C’est alors qu’on entend la nuit, dans les campagnes, ce bruit sec et saccadé de trois coups frappés rapidement. Puis, un silence se fait ; c’est le mouvement du bras qui retire la poignée de chanvre pour la broyer sur une autre partie de sa longueur. Et les trois coups recommencent ; c’est l’autre bras qui agit sur le levier, et toujours ainsi jusqu’à ce que la lune soit voilée par les premières lueurs de l’aube. Comme ce travail ne dure que quelques jours dans l’année, les chiens ne s’y habituent pas et poussent des hurlements plaintifs vers tous les points de l’horizon.

C’est le temps des bruits insolites et mystérieux dans la campagne. Les grues émigrantes passent dans des régions où, en plein jour, l’œil les distingue à peine. La nuit, on les entend seulement ; et ces voix rauques et gémissantes, perdues dans les nuages, semblent l’appel et l’adieu d’âmes tourmentées qui s’efforcent de trouver le chemin du ciel, et qu’une invincible fatalité force à planer non loin de la terre, autour de la demeure des hommes ; car ces oiseaux voyageurs ont d’étranges incertitudes et de mystérieuses anxiétés dans le cours de leur traversée aérienne. 

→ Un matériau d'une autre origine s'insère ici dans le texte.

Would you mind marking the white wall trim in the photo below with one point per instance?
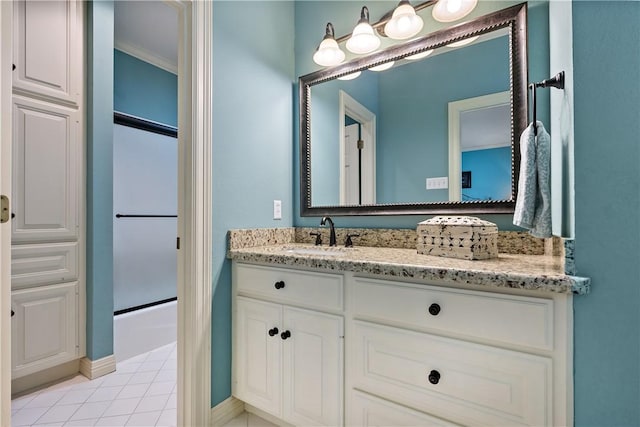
(93, 369)
(225, 411)
(195, 280)
(146, 56)
(6, 58)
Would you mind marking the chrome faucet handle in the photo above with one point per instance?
(318, 237)
(348, 242)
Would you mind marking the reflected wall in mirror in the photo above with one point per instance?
(374, 144)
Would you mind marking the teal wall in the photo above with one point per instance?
(144, 90)
(310, 15)
(253, 76)
(606, 55)
(99, 180)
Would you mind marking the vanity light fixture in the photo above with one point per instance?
(463, 42)
(363, 39)
(383, 67)
(420, 55)
(452, 10)
(404, 22)
(328, 53)
(350, 76)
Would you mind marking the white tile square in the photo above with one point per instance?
(143, 419)
(90, 410)
(75, 396)
(157, 388)
(143, 377)
(128, 368)
(27, 416)
(81, 423)
(45, 400)
(166, 375)
(152, 403)
(112, 421)
(133, 390)
(105, 393)
(122, 407)
(116, 379)
(58, 414)
(151, 365)
(168, 418)
(172, 403)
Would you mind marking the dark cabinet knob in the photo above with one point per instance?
(434, 377)
(434, 309)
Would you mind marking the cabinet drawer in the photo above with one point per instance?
(44, 328)
(465, 382)
(514, 320)
(369, 411)
(317, 290)
(43, 264)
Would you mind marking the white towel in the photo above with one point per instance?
(533, 204)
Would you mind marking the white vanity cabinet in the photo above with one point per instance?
(288, 343)
(47, 200)
(468, 357)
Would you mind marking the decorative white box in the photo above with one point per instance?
(462, 237)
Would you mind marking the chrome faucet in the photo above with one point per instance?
(332, 232)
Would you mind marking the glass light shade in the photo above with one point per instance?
(463, 42)
(350, 76)
(383, 67)
(404, 22)
(363, 40)
(452, 10)
(328, 53)
(420, 55)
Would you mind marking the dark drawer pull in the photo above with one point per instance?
(434, 377)
(434, 309)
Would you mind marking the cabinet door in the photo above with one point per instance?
(48, 48)
(257, 358)
(44, 327)
(46, 154)
(313, 368)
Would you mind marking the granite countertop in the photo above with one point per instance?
(530, 272)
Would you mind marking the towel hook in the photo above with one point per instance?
(556, 81)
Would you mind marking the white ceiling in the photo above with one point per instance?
(147, 30)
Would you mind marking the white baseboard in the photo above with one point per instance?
(225, 411)
(93, 369)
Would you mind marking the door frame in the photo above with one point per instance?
(194, 211)
(195, 67)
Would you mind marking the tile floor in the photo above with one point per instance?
(142, 392)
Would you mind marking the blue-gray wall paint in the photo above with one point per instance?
(253, 75)
(144, 90)
(606, 54)
(99, 180)
(311, 15)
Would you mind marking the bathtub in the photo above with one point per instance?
(143, 330)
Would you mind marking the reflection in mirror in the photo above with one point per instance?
(383, 142)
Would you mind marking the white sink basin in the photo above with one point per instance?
(319, 251)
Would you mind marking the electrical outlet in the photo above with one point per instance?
(438, 183)
(277, 209)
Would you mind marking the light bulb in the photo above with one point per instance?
(328, 53)
(452, 10)
(363, 40)
(404, 22)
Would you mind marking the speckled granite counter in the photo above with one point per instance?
(530, 272)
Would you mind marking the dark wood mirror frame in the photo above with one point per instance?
(515, 19)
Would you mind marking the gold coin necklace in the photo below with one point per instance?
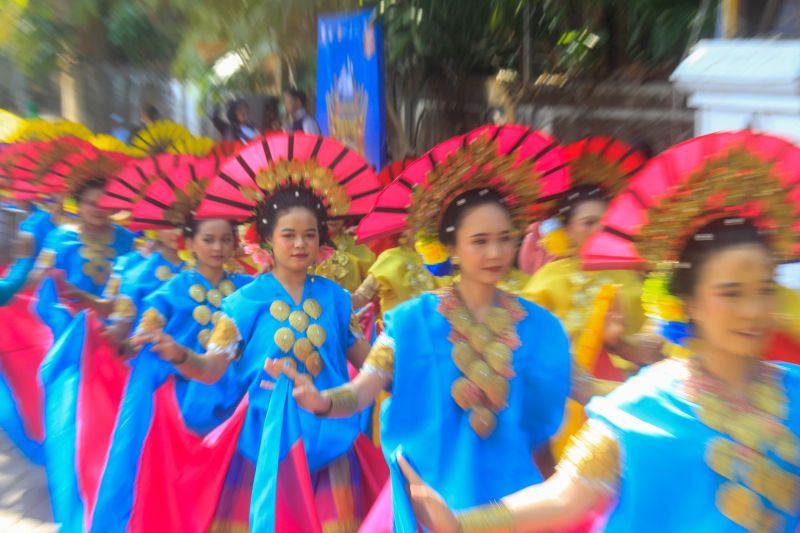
(302, 338)
(751, 428)
(483, 353)
(99, 256)
(206, 312)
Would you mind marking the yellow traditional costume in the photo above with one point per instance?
(581, 298)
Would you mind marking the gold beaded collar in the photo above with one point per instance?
(753, 439)
(99, 256)
(208, 304)
(483, 353)
(301, 338)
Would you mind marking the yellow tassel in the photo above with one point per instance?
(590, 342)
(186, 256)
(432, 251)
(555, 239)
(70, 206)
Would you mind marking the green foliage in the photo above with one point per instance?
(42, 32)
(452, 36)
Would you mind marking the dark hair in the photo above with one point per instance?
(151, 112)
(268, 212)
(463, 203)
(706, 242)
(86, 186)
(294, 92)
(193, 225)
(569, 202)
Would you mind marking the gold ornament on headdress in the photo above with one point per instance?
(109, 143)
(185, 202)
(158, 138)
(475, 166)
(306, 173)
(734, 184)
(196, 146)
(594, 170)
(98, 167)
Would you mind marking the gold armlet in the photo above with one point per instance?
(344, 400)
(491, 518)
(368, 288)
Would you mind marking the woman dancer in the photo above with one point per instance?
(478, 377)
(724, 418)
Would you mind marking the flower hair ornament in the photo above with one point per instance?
(522, 165)
(343, 182)
(732, 176)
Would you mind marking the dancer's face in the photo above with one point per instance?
(734, 300)
(585, 221)
(485, 244)
(295, 239)
(212, 243)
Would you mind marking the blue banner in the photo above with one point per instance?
(351, 106)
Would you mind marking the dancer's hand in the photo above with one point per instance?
(429, 507)
(614, 328)
(647, 348)
(163, 345)
(305, 393)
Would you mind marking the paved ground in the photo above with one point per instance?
(24, 504)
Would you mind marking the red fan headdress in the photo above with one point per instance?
(126, 188)
(172, 199)
(604, 162)
(33, 168)
(523, 165)
(344, 182)
(225, 149)
(78, 169)
(390, 172)
(720, 175)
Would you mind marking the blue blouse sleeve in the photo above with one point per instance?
(544, 374)
(157, 308)
(15, 279)
(235, 326)
(347, 320)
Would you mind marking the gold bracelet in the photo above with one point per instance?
(368, 288)
(344, 400)
(490, 518)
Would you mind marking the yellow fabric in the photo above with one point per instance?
(569, 292)
(343, 268)
(514, 282)
(401, 276)
(789, 311)
(365, 256)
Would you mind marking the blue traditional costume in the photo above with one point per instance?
(266, 470)
(674, 449)
(739, 462)
(471, 400)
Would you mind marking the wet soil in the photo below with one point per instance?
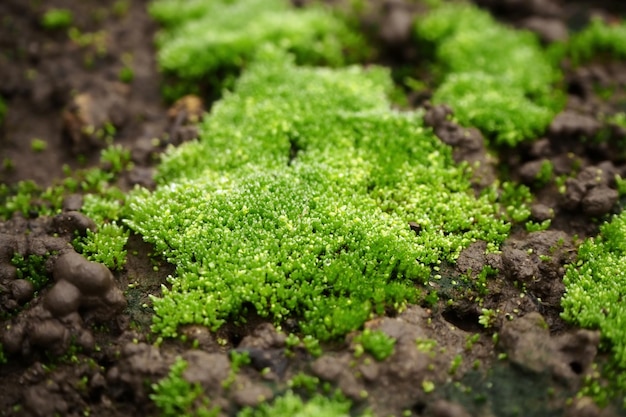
(84, 347)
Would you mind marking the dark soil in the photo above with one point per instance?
(97, 357)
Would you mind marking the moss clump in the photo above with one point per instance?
(105, 246)
(210, 41)
(296, 202)
(176, 397)
(291, 404)
(376, 343)
(485, 74)
(594, 299)
(598, 38)
(57, 19)
(595, 286)
(3, 110)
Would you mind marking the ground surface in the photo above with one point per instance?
(55, 86)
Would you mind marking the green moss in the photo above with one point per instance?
(296, 201)
(594, 286)
(376, 343)
(3, 110)
(208, 41)
(38, 145)
(598, 38)
(105, 246)
(176, 397)
(31, 268)
(485, 76)
(594, 292)
(57, 19)
(291, 404)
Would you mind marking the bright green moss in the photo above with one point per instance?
(208, 40)
(595, 286)
(296, 201)
(376, 343)
(598, 38)
(105, 246)
(485, 74)
(176, 397)
(594, 299)
(3, 110)
(57, 19)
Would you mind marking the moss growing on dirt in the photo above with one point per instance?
(290, 404)
(3, 110)
(296, 202)
(211, 41)
(598, 38)
(57, 19)
(485, 76)
(594, 295)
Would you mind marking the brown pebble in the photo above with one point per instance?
(62, 299)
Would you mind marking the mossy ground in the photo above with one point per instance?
(391, 278)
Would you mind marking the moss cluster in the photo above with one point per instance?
(485, 75)
(598, 38)
(595, 283)
(176, 397)
(594, 299)
(197, 46)
(291, 404)
(296, 202)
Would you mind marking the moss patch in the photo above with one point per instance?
(296, 202)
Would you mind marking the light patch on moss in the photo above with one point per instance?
(296, 201)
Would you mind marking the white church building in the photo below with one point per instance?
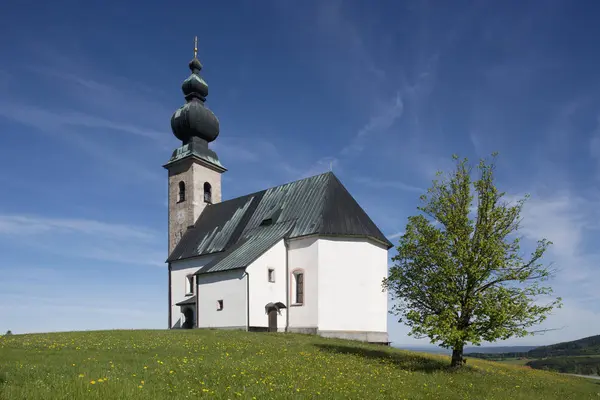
(300, 257)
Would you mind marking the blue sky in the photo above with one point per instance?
(384, 94)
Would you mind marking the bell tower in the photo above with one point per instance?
(194, 169)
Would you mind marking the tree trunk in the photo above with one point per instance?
(457, 356)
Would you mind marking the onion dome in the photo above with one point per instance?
(194, 119)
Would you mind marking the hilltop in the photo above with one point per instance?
(236, 364)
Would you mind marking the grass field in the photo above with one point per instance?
(228, 365)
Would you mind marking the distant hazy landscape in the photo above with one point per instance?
(581, 357)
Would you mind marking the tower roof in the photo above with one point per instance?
(194, 119)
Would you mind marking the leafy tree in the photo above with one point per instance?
(459, 275)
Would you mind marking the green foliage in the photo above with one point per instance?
(459, 275)
(197, 363)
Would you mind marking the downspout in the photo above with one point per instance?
(247, 301)
(287, 285)
(170, 307)
(197, 319)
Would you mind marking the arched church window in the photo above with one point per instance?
(207, 193)
(181, 192)
(298, 287)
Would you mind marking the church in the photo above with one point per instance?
(300, 257)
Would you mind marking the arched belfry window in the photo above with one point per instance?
(181, 192)
(207, 193)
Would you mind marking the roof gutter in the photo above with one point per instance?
(287, 285)
(247, 300)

(...) Il y a d’autres bruits encore qui sont propres à ce moment de l’année, et qui se passent principalement dans les vergers. La cueille des fruits n’est pas encore faite, et mille crépitations inusitées font ressembler les arbres à des êtres animés. Une branche grince, en se courbant, sous un poids arrivé tout à coup à son dernier degré de développement ; ou bien, une pomme se détache et tombe à vos pieds avec un son mat sur la terre humide. Alors vous entendez fuir, en frôlant les branches et les herbes, un être que vous ne voyez pas : c’est le chien du paysan (...).